I have now lost 80 pounds and feel great. The weight comes off more slowly now even though I work out more and move more, but that is okay. I didn't get fat overnight and I won't get thin over night. I will keep plugging along no matter how long it takes. I love how I feel and that is what makes me keep on wanting to continue this journey.
Of course, there are days when I wish that I could eat a big ole' steak or a homemade roll, but those are really few and far between. The foods that I can't have are not really a focus, it is more about getting the best fuel in my body. I can tell energy wise when I have not made the best food choices, and I have to rethink what I will eat next. Everyone has off days, but there are less of those now.

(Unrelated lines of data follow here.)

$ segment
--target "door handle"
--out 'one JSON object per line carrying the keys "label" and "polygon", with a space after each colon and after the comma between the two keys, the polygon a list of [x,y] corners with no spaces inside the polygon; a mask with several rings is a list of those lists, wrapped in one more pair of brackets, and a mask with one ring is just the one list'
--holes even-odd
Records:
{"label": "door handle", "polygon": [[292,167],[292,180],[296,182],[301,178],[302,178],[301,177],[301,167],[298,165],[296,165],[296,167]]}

I think part of my motivation is also the fact that many people know about my journey. I have done two radio commercials and now a television commercial and people are very aware of my journey. I want them to say "Wow" she is doing great, not "Poor Deena" still couldn't do it.
I am so appreciative still of winning this contest, that I will NOT GO BACK to where I was. The Illinois Bariatric Center believed in me and I won't let them down.
Talk to you all soon. We are in the midst of a blizzard and the lights keep flickering. Stay safe and I promise I will be back on again soon.